Nonostante il risultato negativo maturato contro la capolista Arezzo, il tecnico del Carpi Stefano Cassani ha voluto sottolineare con forza il valore della prova offerta dai suoi uomini, apparsi tutt'altro che rassegnati di fronte alla prima della classe.

L'analisi dell'allenatore biancorosso parte da una costatazione di fondo: la sua squadra sta producendo un calcio di livello, ma viene punita oltremodo da ogni singola disattenzione, un trend che sta condizionando pesantemente il cammino in campionato.

«Abbiamo fatto una grandissima partita, abbiamo avuto magari primi minuti un attimo di assestamento perché comunque loro sono partiti forte, hanno tanta qualità e sapevamo che si dovesse soffrire» ha esordito Cassani nel post-partita.

Il rammarico più grande risiede nella dinamica della rete che ha deciso l'incontro, nata ancora una volta da un episodio che il mister non esita a definire come una leggerezza evitabile che è costata carissima.

«Abbiam preso gol su un'altra piccola ingenuità che purtroppo noi ogni minima piccolezza la paghiamo cara al 100%, però ci portiamo a casa un'altra grande prestazione» ha proseguito il tecnico, cercando di guardare il bicchiere mezzo pieno.

La speranza di Cassani è che il volume di gioco espresso possa presto trasformarsi in una rendita concreta in termini di punti, necessari per smuovere una classifica che non rende giustizia agli sforzi profusi dal gruppo.

Un passaggio importante dell'intervista ha riguardato la gestione dei singoli, in particolare quella di Puletto, autore di una gara di spessore ma richiamato in panchina nel finale per evitare complicazioni fisiche.

«Puletto ha fatto una grandissima partita, non meritava di essere sostituito però viene da due partite saltate per problemi muscolari e non possiamo rischiare di perdere un giocatore così importante» ha chiarito l'allenatore.
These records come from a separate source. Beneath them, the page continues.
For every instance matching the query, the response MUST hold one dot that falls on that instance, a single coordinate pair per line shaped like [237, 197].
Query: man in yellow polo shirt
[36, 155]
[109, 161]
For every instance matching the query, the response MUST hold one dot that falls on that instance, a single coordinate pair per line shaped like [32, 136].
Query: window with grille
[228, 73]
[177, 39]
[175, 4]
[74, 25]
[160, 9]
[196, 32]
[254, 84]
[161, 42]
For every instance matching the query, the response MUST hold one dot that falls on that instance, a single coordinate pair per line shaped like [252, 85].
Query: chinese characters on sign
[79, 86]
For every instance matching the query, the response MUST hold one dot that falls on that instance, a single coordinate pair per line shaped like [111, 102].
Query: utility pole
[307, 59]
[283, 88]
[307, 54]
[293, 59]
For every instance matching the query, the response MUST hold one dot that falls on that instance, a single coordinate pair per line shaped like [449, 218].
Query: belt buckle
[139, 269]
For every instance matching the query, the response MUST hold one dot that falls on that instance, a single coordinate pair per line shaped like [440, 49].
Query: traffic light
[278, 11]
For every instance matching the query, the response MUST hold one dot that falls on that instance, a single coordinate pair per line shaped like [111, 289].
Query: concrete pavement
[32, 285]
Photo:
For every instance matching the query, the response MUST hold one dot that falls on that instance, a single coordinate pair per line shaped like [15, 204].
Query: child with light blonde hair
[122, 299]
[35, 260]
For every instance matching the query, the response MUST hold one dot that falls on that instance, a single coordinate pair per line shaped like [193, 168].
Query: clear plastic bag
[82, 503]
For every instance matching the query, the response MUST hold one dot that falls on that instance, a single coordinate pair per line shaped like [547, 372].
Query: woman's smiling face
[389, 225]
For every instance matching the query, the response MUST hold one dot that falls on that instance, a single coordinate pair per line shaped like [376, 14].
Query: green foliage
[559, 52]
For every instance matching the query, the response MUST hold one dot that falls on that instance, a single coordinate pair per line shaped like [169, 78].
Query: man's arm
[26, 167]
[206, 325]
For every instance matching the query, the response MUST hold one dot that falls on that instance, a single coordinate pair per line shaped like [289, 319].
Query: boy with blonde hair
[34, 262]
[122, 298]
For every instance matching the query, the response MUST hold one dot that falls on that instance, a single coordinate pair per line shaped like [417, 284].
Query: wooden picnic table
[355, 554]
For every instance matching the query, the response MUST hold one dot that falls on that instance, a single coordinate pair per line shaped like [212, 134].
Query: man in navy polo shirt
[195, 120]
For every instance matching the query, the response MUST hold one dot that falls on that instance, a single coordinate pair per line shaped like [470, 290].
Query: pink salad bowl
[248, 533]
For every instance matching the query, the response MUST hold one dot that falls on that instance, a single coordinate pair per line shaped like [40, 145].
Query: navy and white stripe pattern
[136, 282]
La scelta è stata dettata anche dal calendario fitto che impone un nuovo impegno a stretto giro di posta, rendendo necessaria una gestione oculata delle energie e dell'integrità dei calciatori più rappresentativi.

«L'ho sostituito gli ultimi minuti perché tra due giorni giochiamo e non potevamo rischiarlo. Nelle ultime due partite tra Ravenna e Arezzo faccio fatica a pensare che abbiamo fatto zero punti» ha confessato amaramente.

Sulla stessa linea si è mossa l'esclusione di Giani, un altro elemento prezioso che lo staff tecnico ha preferito tutelare dopo gli impegni ravvicinati e le condizioni proibitive affrontate nella precedente trasferta.

«Giani non ha giocato perché lamentava fastidi muscolari. Non era titolare da un anno e si è ritrovato a fare novanta minuti nelle sabbie mobili di Ravenna sabato scorso, quindi andava gestito» ha spiegato Cassani.

L'allenatore ha voluto smentire categoricamente qualsiasi ipotesi di calo emotivo o di mancanza di cattiveria agonistica, portando come prova l'assedio finale che ha visto il Carpi chiudere l'Arezzo nella propria area.

«Se non ci fosse stato entusiasmo e determinazione non chiudevamo il secondo tempo nella loro metà campo. La voglia la vedo, è ovvio però che non stiamo riuscendo a concludere l'azione» ha analizzato con lucidità.

La sfortuna e l'imprecisione sembrano perseguitare i biancorossi, che anche contro la capolista hanno costruito occasioni nitide senza riuscire a trovare la via della rete per una questione di millimetri o di casualità.

«Anche oggi abbiamo avuto delle palle gol nitide, ma per un motivo o per l'altro, tra deviazioni di schiena e pali, la palla non entra» ha concluso Stefano Cassani, ribadendo la fiducia in un gruppo che meriterebbe ben altra sorte.

Il tecnico è convinto che continuando a giocare con questa intensità e limando quelle piccole sbavature difensive, il Carpi potrà presto tornare a festeggiare un risultato positivo che manca ormai da troppo tempo.